Keating agrees that the situation is tough.
"You're in the back of a cab, and to some degree, you've given over power to the man in the front seat."
But Keating also encourages people to step up in this situation.
"How would you feel if you let this guy go on? By not challenging him, it reinforces his views," she says.
At a restaurant, a stranger shouts into his cell phone and you can hear every word of the conversation. Do you change tables? Ask him to be quiet?
Gelles describes this as more of an etiquette violation and recommends ignoring the offender or leaving.
However, if it's really bothering you, he says it's OK to "ask him to tone it down."
You're dining with your significant other and out of the corner of your eye you notice a couple at the next table getting what you consider to be overly affectionate.
Do you change tables? Complain to the manager? Tell the couple to knock it off? Or do you relax and enjoy the show?
"You have to ignore it," says Gelles, who again recommended that people could influence these situations through economics.
"You change where you're sitting, but it's the manager's problem. The only way to get the manager's attention is economically. Say, 'I'm leaving. If you want to run a brothel, that's your business.'"
Keating says sometimes it's OK to intervene in this type of overt public display of affection, aka PDA.

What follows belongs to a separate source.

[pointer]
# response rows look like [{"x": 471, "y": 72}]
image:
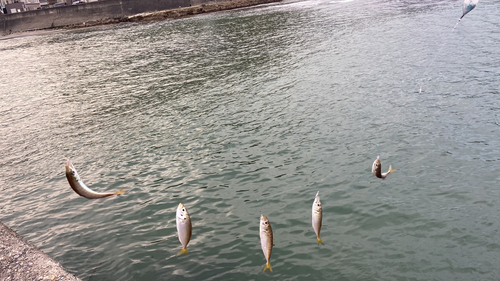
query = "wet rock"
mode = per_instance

"If the PDA was outside of what would normally be expected in a restaurant, and if it was affecting the enjoyment someone was having or was really distracting, certainly asking the couple to calm down would be appropriate."
But what if the man gets a call from his wife and he insists he's at the office even though he's clearly not?
"Be very slow to judge other people," Keating says. "There's always a story."
In general, how we perceive ourselves influences whether or not we step up and step in, Keating says.
We decide to intervene because we are confident that we have the tools to make a difference; sometimes we identify with a person who needs help, and sometimes it's because we view a situation as a violation of social norms and wish to right it.
The overall message, Keating says, is that people must do their own calculations when it comes to deciding whether or not to intervene when confronted with an ethical dilemma.